The time is ripe for one of the motorsport events of the year – The Goodwood Festival of Speed. Now, before we start in earnest, it’s probably time for a confession – I, Benson Jammichello, am from West Sussex, home of the festival. Based on the Goodwood Estate just outside Chichester, many, many happy childhood days were spent going round the event with my Dad. However, before I break into a rousing chorus of ‘Sussex by the Sea‘, it’s probably best if we crack on.


The Goodwood estate is one of the most diverse in the country, hosting a Racecourse – the home of Glorious Goodwood, an airport, a motor racing circuit, a hotel, a golf course and, if that wasn’t enough, a Rolls Royce factory.
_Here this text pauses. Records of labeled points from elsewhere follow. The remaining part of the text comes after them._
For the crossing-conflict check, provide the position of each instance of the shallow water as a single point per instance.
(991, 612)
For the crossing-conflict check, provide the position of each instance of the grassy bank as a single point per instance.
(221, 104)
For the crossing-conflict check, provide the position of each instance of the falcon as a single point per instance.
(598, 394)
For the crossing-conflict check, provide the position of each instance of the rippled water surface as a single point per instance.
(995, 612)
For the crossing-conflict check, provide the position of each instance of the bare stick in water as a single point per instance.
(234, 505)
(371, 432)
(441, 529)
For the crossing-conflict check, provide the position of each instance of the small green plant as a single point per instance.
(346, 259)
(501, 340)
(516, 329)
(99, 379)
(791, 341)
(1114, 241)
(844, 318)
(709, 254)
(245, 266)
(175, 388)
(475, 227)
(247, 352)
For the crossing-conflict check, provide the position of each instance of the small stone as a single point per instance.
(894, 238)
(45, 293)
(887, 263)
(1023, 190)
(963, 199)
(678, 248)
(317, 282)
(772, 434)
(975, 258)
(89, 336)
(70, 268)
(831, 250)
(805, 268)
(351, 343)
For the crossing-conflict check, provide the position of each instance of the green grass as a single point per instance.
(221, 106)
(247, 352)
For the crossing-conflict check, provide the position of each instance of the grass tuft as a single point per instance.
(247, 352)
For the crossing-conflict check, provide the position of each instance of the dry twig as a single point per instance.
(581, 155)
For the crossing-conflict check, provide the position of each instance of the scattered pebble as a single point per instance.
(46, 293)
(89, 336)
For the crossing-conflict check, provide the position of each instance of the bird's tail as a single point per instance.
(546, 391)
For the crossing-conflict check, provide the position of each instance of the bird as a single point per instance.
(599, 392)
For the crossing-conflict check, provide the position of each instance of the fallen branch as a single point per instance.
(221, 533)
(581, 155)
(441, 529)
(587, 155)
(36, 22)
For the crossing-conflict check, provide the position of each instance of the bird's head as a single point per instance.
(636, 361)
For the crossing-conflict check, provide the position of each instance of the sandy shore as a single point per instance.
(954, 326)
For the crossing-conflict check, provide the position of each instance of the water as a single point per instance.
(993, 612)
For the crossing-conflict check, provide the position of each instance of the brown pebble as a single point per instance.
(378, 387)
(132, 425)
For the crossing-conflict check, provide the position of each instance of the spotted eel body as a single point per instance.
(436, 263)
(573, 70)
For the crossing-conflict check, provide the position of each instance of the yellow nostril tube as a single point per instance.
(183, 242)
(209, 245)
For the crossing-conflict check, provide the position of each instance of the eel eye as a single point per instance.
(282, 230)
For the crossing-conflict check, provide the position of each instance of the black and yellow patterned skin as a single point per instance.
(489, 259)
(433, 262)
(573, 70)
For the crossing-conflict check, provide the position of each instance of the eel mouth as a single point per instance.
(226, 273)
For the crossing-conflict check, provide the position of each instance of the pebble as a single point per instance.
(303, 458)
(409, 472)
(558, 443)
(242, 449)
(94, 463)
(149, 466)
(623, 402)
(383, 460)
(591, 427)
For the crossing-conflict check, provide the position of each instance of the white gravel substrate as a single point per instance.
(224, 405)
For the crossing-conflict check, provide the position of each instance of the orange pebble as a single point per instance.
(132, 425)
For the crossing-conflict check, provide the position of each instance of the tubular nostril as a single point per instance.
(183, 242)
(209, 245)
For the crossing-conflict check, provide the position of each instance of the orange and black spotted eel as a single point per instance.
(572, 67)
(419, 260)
Some places just have all the fun, don’t they?

The estate is the seat of the Duke of Richmond and was the site of the first Festival of Speed, held in 1993. The current Earl of March (The Duke of Richmond’s son and heir) sought to revive the spirit of earlier motorsport held in the Park, and his plan was to put together an event that would attract cars from all over the world. And, you know what, he’s succeeded. That went well.


Photo: John Colley/Goodwood

His grandfather, the ninth Duke of Richmond, had laid the foundations for the modern event in 1948 when, along with his friend Tony Gaze, he opened a motor racing circuit based on the perimeter roads of RAF Westhampnett. This was a second world war airfield built as a location for emergency landings for fighter aircraft. See Badger, provides you with history lessons too. This ran as a working motor racing circuit until 1966, when new Formula 1 engine rules meant that the new cars were considered too fast.

This year’s theme is “Racing Revolutions – Quantum leaps that shaped motor sport”. To us, that seems a bit long, although any title that references Quantum Leap is due respect. We’re still wishing Sam Beckett found his way home. Anyone else? No?

Anyway, the method by which theme will manifest itself during the festival is that (and we’re quoting now) “racing innovations [will be] evident throughout, including developments to engine, aerodynamics, chassis construction, and much more.”

So now you know.

Why should you go?

Quite simply, variety. There’s so much…stuff. Blimey, that was descriptive, wasn’t it?

– For one, there’s the world-famous hill climb event. Run on a 1.16 mile course that takes in Goodwood House and then surges upwards towards the racecourse, it rises 300 feet from beginning to end. Some of the most famous drivers in the world have taken part and about 300 cars go up per day.

– The central display, right outside the house, is also well worth a look. Well, it’s very hard to avoid, so you can’t but help having a gander. Looking almost like an art installation, it’s often major manufacturers that are invited to put something natty together. See here for pictures.

– Another advantage of the festival is that you, as an ordinary punter, can can wander round and look at the cars in their garages before they go out. It’s a good opportunity to get close and give them a smell.

– There are also lots of shopping opportunities – over 200 stands are open every day selling clothes, models and any other number of motoring related stuff.

– The forest rally stage is also well worth a look. A 1.67 mile course at the top of the hill climb, it includes many old and new rally stars tonking round. As with all rallying, it’s seriously impressive.

– If the cars weren’t enough, there’s also a variety of air based fun to be had. The Red Arrows (is there any event they don’t go to?) and a wide selection of other aircraft, old and new, fly past all weekend.

– There’s a whole lot of other stuff to do and see as well, so feel free to add your own experiences in the comments below.

Who’s there this year?

A quick scan (there are loads of others – have a look) of the drivers in attendance reveals that it’s a strong field this year, with Badger’s favourite GP2 driver Sam Bird, BBC speaky man Martin Brundle, one-of-the-most-handsome-drivers-in-F1 Jenson Button, three time Indy 500 champion Helio Castroneves, definitely got a future in broadcasting Karun Chandhok, general racing legend Emerson Fittipaldi, married to Ashley Judd and also quite famous for racing in America Dario Franchitti, punching below his weight Timo Glock, will probably run someone off the hill climb Lewis Hamilton, recently departed from the BRDC Damon Hill, Finnish rally legend Juha Kankkunen, less of a Finnish legend although still good Heikki Kovalainen, former F1 driver Jochen Mass, no introduction needed Stirling Moss, design guru Adrian Newey, very pretty Nico Rosberg, related to greatness Bruno Senna, very square jawed Mark Webber, and 2005 Indycar champion and 2011 Indy 500 winner Dan Wheldon. Phew!

When and where?

1st – 3rd July 2011 at Goodwood House, near Chichester, West Sussex.